There’s been hints that Alfa Romeo could wait for more of the season to progress, but it really shouldn’t have to wait for F1’s primary feeder series to start displaying its fruit.
Elsewhere on the F1 support bill, FIA Formula 3 (above) has completed six of its seven rounds, even with the three-race weekend format, while W Series has run six out of its eight weekends already and it only started at the end of June.
W Series has held six rounds in the same time frame it has taken Formula 2 to hold one.
To make matters worse, the new format ensures that two thirds of the races we’ve had so far have been started with a reverse grid. That means F2 has hosted just four races this year where the grid hasn’t been set by artificial means, making it even harder for F1 teams to get a proper read on the talent in the field.

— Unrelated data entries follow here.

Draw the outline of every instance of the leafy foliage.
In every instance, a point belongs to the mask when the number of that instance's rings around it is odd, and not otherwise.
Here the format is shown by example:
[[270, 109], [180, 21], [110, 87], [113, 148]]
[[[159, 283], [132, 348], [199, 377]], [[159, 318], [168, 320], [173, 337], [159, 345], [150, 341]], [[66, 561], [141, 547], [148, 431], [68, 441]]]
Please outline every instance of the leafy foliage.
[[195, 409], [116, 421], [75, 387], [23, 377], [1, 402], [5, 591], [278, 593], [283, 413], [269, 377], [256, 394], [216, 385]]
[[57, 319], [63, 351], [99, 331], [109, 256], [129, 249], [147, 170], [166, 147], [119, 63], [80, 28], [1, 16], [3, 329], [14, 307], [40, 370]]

Also keep in mind, that we’ve had two reverse grid races at Monaco, the first of which was won by Alpine junior Zhou who was given a fairly easy lights-to-flag win from pole – by qualifying in 10th place.
There’s also been some high-profile reliability issues since the new F2 car was introduced in 2018, and these are amplified across a short four-round half-season and less likely to balance out like it had by this time in 2018 or ’19.
F2 has barely played a role in the 2022 F1 driver market and if Alfa opts for de Vries, then the 2021 F2 field will be the first to fail to produce an F1 graduate since GP2 was rebranded as F2.
We can hope that F2 in 2022 will feature less lengthy gaps, more weekends and more races with grids with the fastest driver on pole, or this will become an annual problem and the biggest losers will be the exciting junior talents that won’t get enough moments in the shop window before the big decisions are made.